Prathamesh Kulkarni <prathamesh.kulka...@linaro.org> writes:
> On Tue, 2 May 2023 at 17:32, Richard Sandiford
> <richard.sandif...@arm.com> wrote:
>>
>> Prathamesh Kulkarni <prathamesh.kulka...@linaro.org> writes:
>> > On Tue, 2 May 2023 at 14:56, Richard Sandiford
>> > <richard.sandif...@arm.com> wrote:
>> >> > [aarch64] Improve code-gen for vector initialization with single 
>> >> > constant element.
>> >> >
>> >> > gcc/ChangeLog:
>> >> >       * config/aarch64/aarc64.cc (aarch64_expand_vector_init): Tweak 
>> >> > condition
>> >> >       if (n_var == n_elts && n_elts <= 16) to allow a single constant,
>> >> >       and if maxv == 1, use constant element for duplicating into 
>> >> > register.
>> >> >
>> >> > gcc/testsuite/ChangeLog:
>> >> >       * gcc.target/aarch64/vec-init-single-const.c: New test.
>> >> >
>> >> > diff --git a/gcc/config/aarch64/aarch64.cc 
>> >> > b/gcc/config/aarch64/aarch64.cc
>> >> > index 2b0de7ca038..f46750133a6 100644
>> >> > --- a/gcc/config/aarch64/aarch64.cc
>> >> > +++ b/gcc/config/aarch64/aarch64.cc
>> >> > @@ -22167,7 +22167,7 @@ aarch64_expand_vector_init (rtx target, rtx 
>> >> > vals)
>> >> >       and matches[X][1] with the count of duplicate elements (if X is 
>> >> > the
>> >> >       earliest element which has duplicates).  */
>> >> >
>> >> > -  if (n_var == n_elts && n_elts <= 16)

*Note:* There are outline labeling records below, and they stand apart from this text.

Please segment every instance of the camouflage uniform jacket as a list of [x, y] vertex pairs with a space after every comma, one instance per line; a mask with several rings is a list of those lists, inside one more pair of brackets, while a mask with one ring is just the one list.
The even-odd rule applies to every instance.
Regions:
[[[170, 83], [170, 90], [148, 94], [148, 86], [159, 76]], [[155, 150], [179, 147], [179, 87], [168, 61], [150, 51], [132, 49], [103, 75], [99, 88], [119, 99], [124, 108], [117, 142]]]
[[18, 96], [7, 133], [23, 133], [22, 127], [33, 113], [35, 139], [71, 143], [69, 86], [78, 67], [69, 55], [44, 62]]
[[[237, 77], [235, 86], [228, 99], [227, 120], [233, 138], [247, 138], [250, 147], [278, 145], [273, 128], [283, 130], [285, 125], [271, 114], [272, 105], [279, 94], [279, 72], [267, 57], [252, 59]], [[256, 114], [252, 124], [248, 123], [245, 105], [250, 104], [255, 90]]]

>> >> > +  if ((n_var >= n_elts - 1) && n_elts <= 16)
>> >> >      {
>> >> >        int matches[16][2] = {0};
>> >> >        for (int i = 0; i < n_elts; i++)

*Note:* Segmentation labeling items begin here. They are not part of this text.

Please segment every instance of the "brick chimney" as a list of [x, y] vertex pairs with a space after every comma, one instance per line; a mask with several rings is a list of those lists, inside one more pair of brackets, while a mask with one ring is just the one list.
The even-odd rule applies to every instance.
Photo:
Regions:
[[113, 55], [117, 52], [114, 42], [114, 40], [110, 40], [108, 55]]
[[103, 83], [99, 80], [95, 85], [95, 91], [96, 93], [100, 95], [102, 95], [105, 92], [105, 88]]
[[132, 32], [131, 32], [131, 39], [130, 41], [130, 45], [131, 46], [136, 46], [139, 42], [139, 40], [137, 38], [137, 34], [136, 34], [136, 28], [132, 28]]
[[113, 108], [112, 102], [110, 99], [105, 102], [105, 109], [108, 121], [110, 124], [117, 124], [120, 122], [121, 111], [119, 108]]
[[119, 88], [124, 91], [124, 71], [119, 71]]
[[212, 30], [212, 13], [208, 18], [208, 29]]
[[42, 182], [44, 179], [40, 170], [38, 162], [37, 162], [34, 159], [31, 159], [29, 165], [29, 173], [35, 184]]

>> >> > @@ -22227,6 +22227,18 @@ aarch64_expand_vector_init (rtx target, rtx 
>> >> > vals)
>> >> >            vector register.  For big-endian we want that position to 
>> >> > hold
>> >> >            the last element of VALS.  */
>> >> >         maxelement = BYTES_BIG_ENDIAN ? n_elts - 1 : 0;
>> >> > +
>> >> > +       /* If we have a single constant element, use that for 
>> >> > duplicating
>> >> > +          instead.  */
>> >> > +       if (n_var == n_elts - 1)
>> >> > +         for (int i = 0; i < n_elts; i++)
>> >> > +           if (CONST_INT_P (XVECEXP (vals, 0, i))

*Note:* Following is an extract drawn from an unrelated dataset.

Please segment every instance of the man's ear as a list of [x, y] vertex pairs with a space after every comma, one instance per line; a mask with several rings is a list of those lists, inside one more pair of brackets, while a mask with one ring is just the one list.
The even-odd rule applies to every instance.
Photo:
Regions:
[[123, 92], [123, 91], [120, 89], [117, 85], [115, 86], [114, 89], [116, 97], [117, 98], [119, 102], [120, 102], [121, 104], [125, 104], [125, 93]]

>> >> > +               || CONST_DOUBLE_P (XVECEXP (vals, 0, i)))
>> >> > +             {
>> >> > +               maxelement = i;
>> >> > +               break;
>> >> > +             }
>> >> > +
>> >> >         rtx x = force_reg (inner_mode, XVECEXP (vals, 0, maxelement));
>> >> >         aarch64_emit_move (target, lowpart_subreg (mode, x, 
>> >> > inner_mode));
>> >>
>> >> We don't want to force the constant into a register though.
>> > OK right, sorry.
>> > With the attached patch, for the following test-case:
>> > int64x2_t f_s64(int64_t x)
>> > {
>> >   return (int64x2_t) { x, 1 };
>> > }
>> >
>> > it loads constant from memory (same code-gen as without patch).
>> > f_s64:
>> >         adrp    x1, .LC0
>> >         ldr     q0, [x1, #:lo12:.LC0]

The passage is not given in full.